Согласно пуранической космологии, вокруг Меру вращаются все светила, а на её вершине пребывают всесильные дэвы, такие как Индра и Брахма. 

В представлениях скифов Меру располагалась на севере, в области мрака и снега, «где вращаются звезды, Луна и Солнце».

https://ru.wikipedia.org/wiki/%D0%9C%D0%B5%D1%80%D1%83

Narpatijayacharyā, a ninth-century text, based on mostly unpublished texts of Yāmal Tantr, mentions "Sumeruḥ Prithvī-madhye shrūyate drishyate na tu" ('Su-meru is heard to be in the middle of the Earth, but is not seen there').[15] Vārāhamihira, in his Panch-siddhāntikā, claims Mt. Meru to be at the North Pole (though no mountain exists there).

The Puranas and Hindu epics, often state that Surya, i.e. the Sun God, along with all its planets and stars taken together as one unit, circumnavigate Mount Meru every day.

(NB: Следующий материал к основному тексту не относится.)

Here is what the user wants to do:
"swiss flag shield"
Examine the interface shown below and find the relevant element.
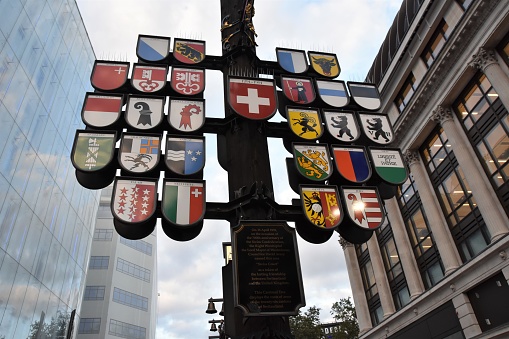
[228,77,277,120]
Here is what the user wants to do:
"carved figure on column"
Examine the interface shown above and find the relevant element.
[468,47,498,72]
[431,105,454,124]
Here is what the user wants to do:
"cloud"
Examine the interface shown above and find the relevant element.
[77,0,401,339]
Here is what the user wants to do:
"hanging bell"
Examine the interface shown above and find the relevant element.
[205,301,217,314]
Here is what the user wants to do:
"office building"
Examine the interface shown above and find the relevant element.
[342,0,509,339]
[77,186,157,339]
[0,0,99,338]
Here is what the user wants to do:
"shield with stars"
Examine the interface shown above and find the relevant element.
[292,143,332,181]
[170,67,205,95]
[90,60,129,91]
[161,179,205,226]
[168,98,205,132]
[173,39,205,64]
[281,75,315,104]
[71,130,117,172]
[136,35,171,62]
[299,185,343,229]
[228,77,277,120]
[131,64,168,93]
[165,135,205,175]
[125,95,165,130]
[111,177,157,223]
[342,187,384,230]
[119,133,161,173]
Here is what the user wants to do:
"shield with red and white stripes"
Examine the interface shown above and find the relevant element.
[342,187,384,230]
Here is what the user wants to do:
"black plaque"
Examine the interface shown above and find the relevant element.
[232,221,306,316]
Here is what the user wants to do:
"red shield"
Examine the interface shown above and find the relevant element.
[131,64,168,93]
[171,67,205,95]
[229,77,277,120]
[90,60,129,91]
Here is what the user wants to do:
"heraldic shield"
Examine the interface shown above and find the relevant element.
[342,187,384,230]
[300,185,343,229]
[131,64,168,93]
[119,133,161,175]
[276,47,308,74]
[161,179,205,226]
[168,98,205,132]
[292,143,332,181]
[332,145,371,183]
[90,60,129,91]
[347,81,382,111]
[166,135,205,175]
[170,67,205,95]
[81,93,123,128]
[125,95,165,130]
[286,106,323,140]
[308,52,341,78]
[323,110,360,143]
[359,113,394,145]
[136,35,171,62]
[281,75,315,104]
[228,77,277,120]
[173,39,205,64]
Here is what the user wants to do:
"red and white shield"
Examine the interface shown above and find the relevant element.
[90,60,129,91]
[131,64,168,93]
[228,77,277,120]
[171,67,205,95]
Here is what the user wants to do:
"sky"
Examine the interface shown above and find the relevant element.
[76,0,401,339]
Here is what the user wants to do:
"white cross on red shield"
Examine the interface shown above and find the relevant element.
[228,77,277,120]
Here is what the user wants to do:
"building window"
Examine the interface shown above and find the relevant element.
[120,237,152,255]
[108,319,147,339]
[394,73,416,113]
[453,73,509,214]
[117,258,150,282]
[113,287,148,311]
[94,228,113,241]
[421,128,490,262]
[83,286,104,300]
[78,318,101,334]
[421,19,449,68]
[88,256,110,270]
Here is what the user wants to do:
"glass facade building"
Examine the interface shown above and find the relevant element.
[0,0,99,338]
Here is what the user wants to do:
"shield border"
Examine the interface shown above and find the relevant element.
[161,178,207,228]
[136,34,171,63]
[346,81,382,112]
[110,176,159,225]
[322,108,362,143]
[164,134,207,176]
[315,79,350,109]
[124,94,166,131]
[71,129,118,173]
[341,186,386,231]
[281,74,316,105]
[81,92,125,128]
[131,62,168,95]
[228,76,278,121]
[299,184,345,230]
[308,51,341,79]
[167,97,206,133]
[331,145,373,184]
[368,146,409,186]
[170,66,206,97]
[90,60,131,92]
[172,38,207,65]
[118,132,161,175]
[357,112,394,145]
[276,47,309,74]
[292,142,333,182]
[285,106,324,141]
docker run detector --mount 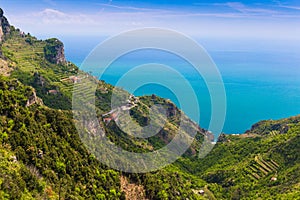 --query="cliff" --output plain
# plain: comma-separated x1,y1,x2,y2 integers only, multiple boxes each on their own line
44,38,66,64
0,8,10,42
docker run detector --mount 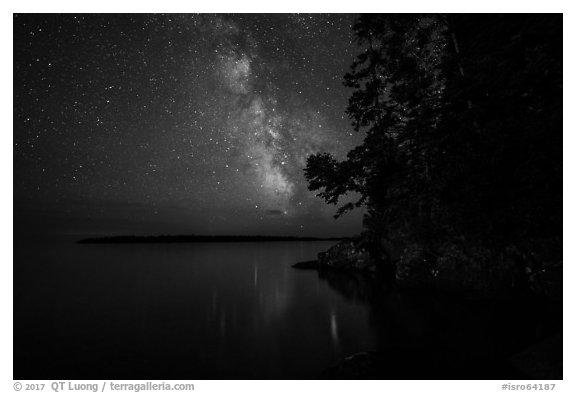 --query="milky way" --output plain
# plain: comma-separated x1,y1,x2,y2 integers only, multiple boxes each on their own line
14,15,362,235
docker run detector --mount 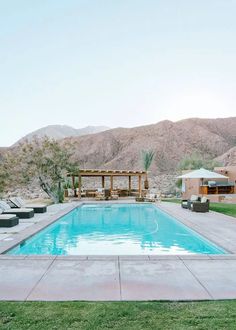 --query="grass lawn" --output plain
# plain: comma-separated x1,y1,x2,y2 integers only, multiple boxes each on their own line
0,300,236,330
162,198,236,218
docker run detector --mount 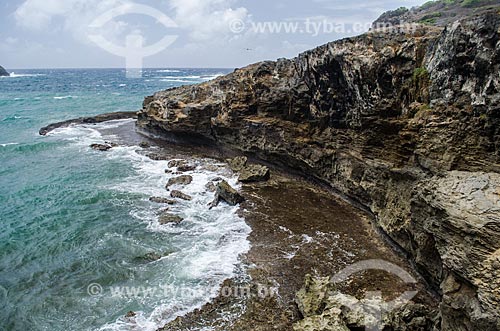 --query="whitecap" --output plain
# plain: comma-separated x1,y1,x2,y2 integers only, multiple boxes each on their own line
54,95,78,100
156,69,182,73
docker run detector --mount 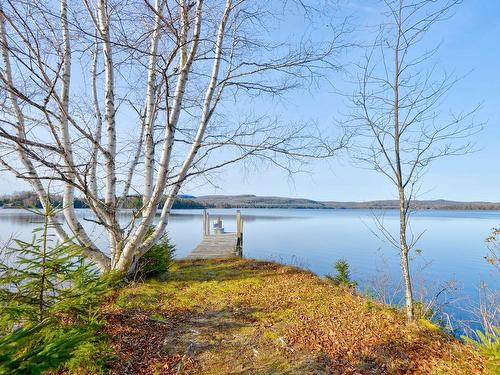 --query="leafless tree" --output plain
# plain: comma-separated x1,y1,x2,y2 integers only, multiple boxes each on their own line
0,0,343,271
350,0,478,321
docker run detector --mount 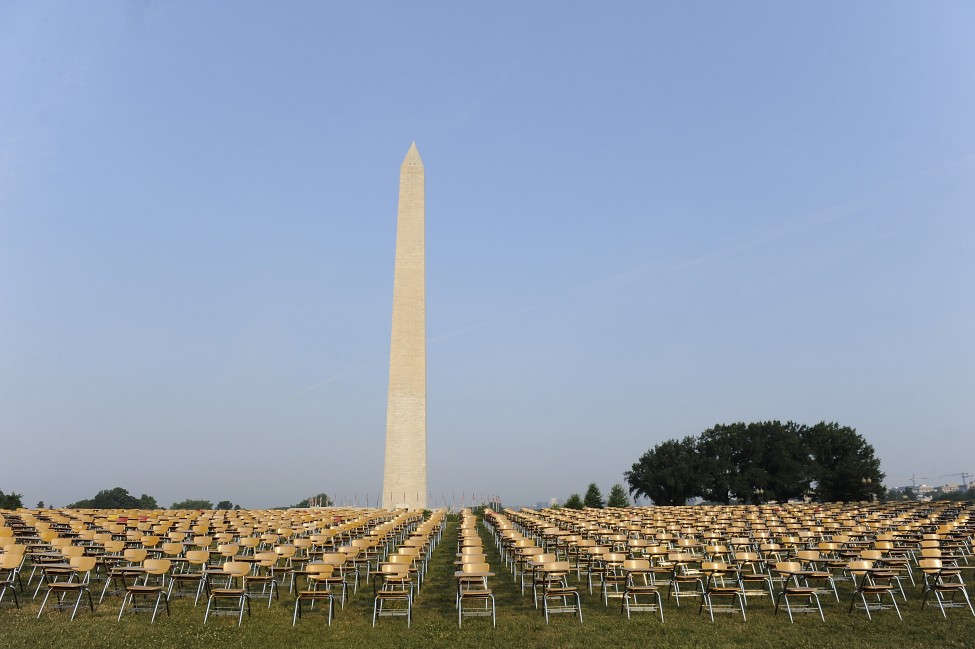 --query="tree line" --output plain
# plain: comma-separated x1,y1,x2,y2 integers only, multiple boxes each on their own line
562,482,630,509
624,421,884,505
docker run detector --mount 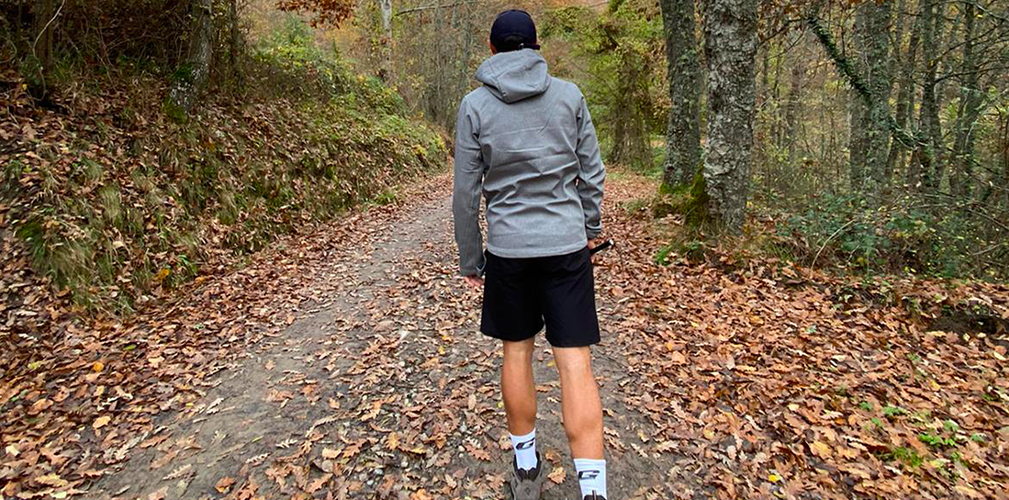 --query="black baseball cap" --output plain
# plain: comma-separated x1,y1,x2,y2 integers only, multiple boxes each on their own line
490,9,540,52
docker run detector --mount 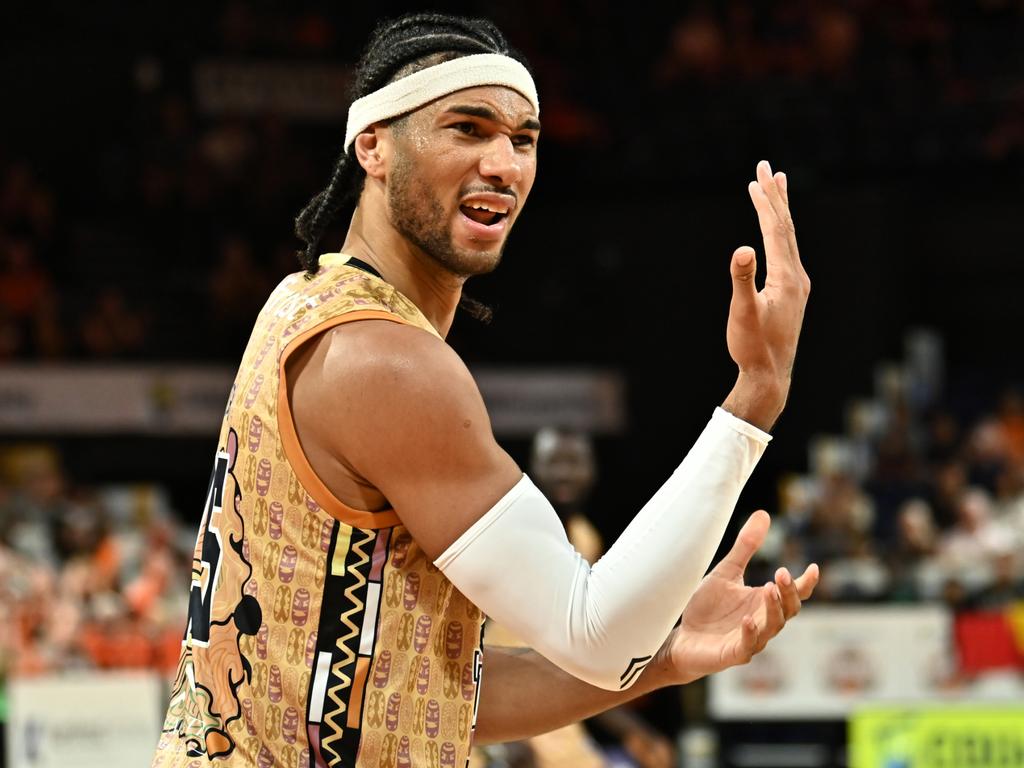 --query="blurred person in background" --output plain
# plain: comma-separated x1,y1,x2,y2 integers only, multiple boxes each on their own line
154,14,817,766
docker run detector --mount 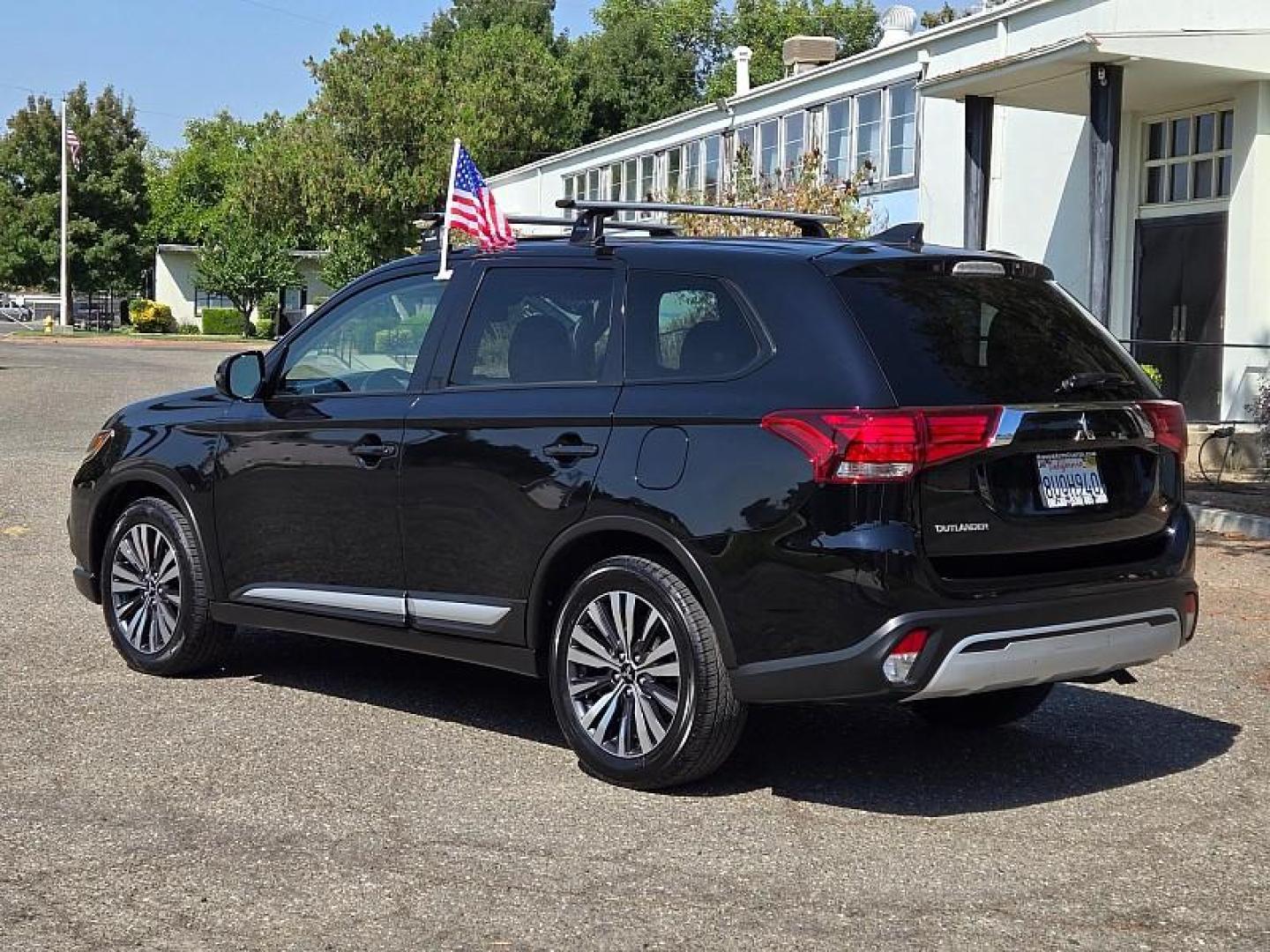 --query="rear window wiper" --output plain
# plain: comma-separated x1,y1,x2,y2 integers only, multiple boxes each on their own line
1054,372,1132,395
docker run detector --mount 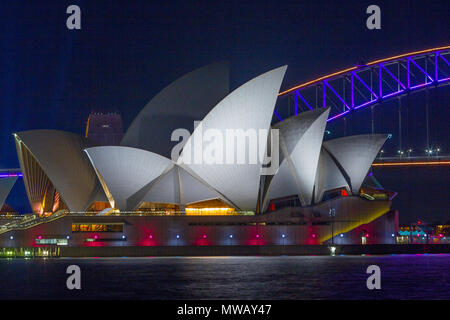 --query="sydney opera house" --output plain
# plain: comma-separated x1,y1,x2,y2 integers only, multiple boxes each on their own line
0,63,398,247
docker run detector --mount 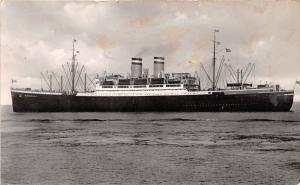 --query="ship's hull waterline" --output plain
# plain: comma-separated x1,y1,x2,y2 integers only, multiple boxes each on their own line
11,91,294,112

https://en.wikipedia.org/wiki/Mount_Meru


Джайнская мандала:



Тибетский вид сверху:

----------


## Владимир Николаевич

> Бытует заблуждение о том, что будто бы согласно классическим тхеравадинским текстам Земля плоская.
> Описание Земли как плоской встречается в других буддийских и небуддийских традициях, а в Комментарии описание другое:
> Кстати, по поводу формы Земли есть интересное описание из Аттхакатхи (комментария, написанного в пятом веке).
> 
> Imasmi~nhi diipe suuriyuggamanakaalo pubbavidehe majjhanhiko hoti, uttarakuruusu attha"ngamanakaalo, aparagoyaane majjhimayaamo. Pubbavidehamhi uggamanakaalo uttarakuruusu majjhanhiko, aparagoyaane attha"ngamanakaalo, idha majjhimayaamo. Uttarakuruusu uggamanakaalo aparagoyaane majjhanhiko, idha attha"ngamanakaalo, pubbavidehe majjhimayaamo. Aparagoyaanadiipe uggamanakaalo idha majjhanhiko, pubbavidehe attha"ngamanakaalo, uttarakuruusu majjhimayaamoti. (DA.iii.868) 
> 
> Когда на этом континенте (т.е. Джамбудвипе) восходит солнце, в Пуббавидехе полдень, в Уттаракуру закат, в Апарагояне полночь. 
> Когда в Пуббавидехе восход, в Уттаракуру полдень, в Апарагояне закат, а здесь полночь. 
> Когда в Уттаракуру восход, в Апарагояне полдень, здесь закат, а в Пуббавидехе полночь.
> ...


Возможно ошибаюсь, но Меру, Двипы и т.д. -  это ведь описание всей Камалока, а никак не описание планеты Земля

----------


## Владимир Николаевич

> Или кубическую.


У нас шарообразная.
Кубическая у тех "человеков"), у которых головы квадратные  :Smilie:

----------


## Денис Евгеньев

В этом заметен отголосок мифа о творении мира из первочеловека, принесенного в жертву  :Smilie:

----------

Монферран (18.06.2016)

----------


## Владимир Николаевич

Возможно в мифе о творении мира из первочеловека, заметно, что то что сейчас принято называть космологией, есть описание всего возможного внутреннего опыта Человека, а точнее Существа.  :Smilie:

----------


## Ассаджи

> Возможно ошибаюсь, но Меру, Двипы и т.д. -  это ведь описание всей Камалока, а никак не описание планеты Земля


Откуда такое мнение?

Наша планета описывается как "чаккавала", центральную ось которой образует гора Синеру (Меру):

http://www.aimwell.org/DPPN/sineru.html
http://www.aimwell.org/DPPN/cakkavala.html

"Ад между мирами" (локантариканирая), думаю, можно представить находящимся в космическом пространстве.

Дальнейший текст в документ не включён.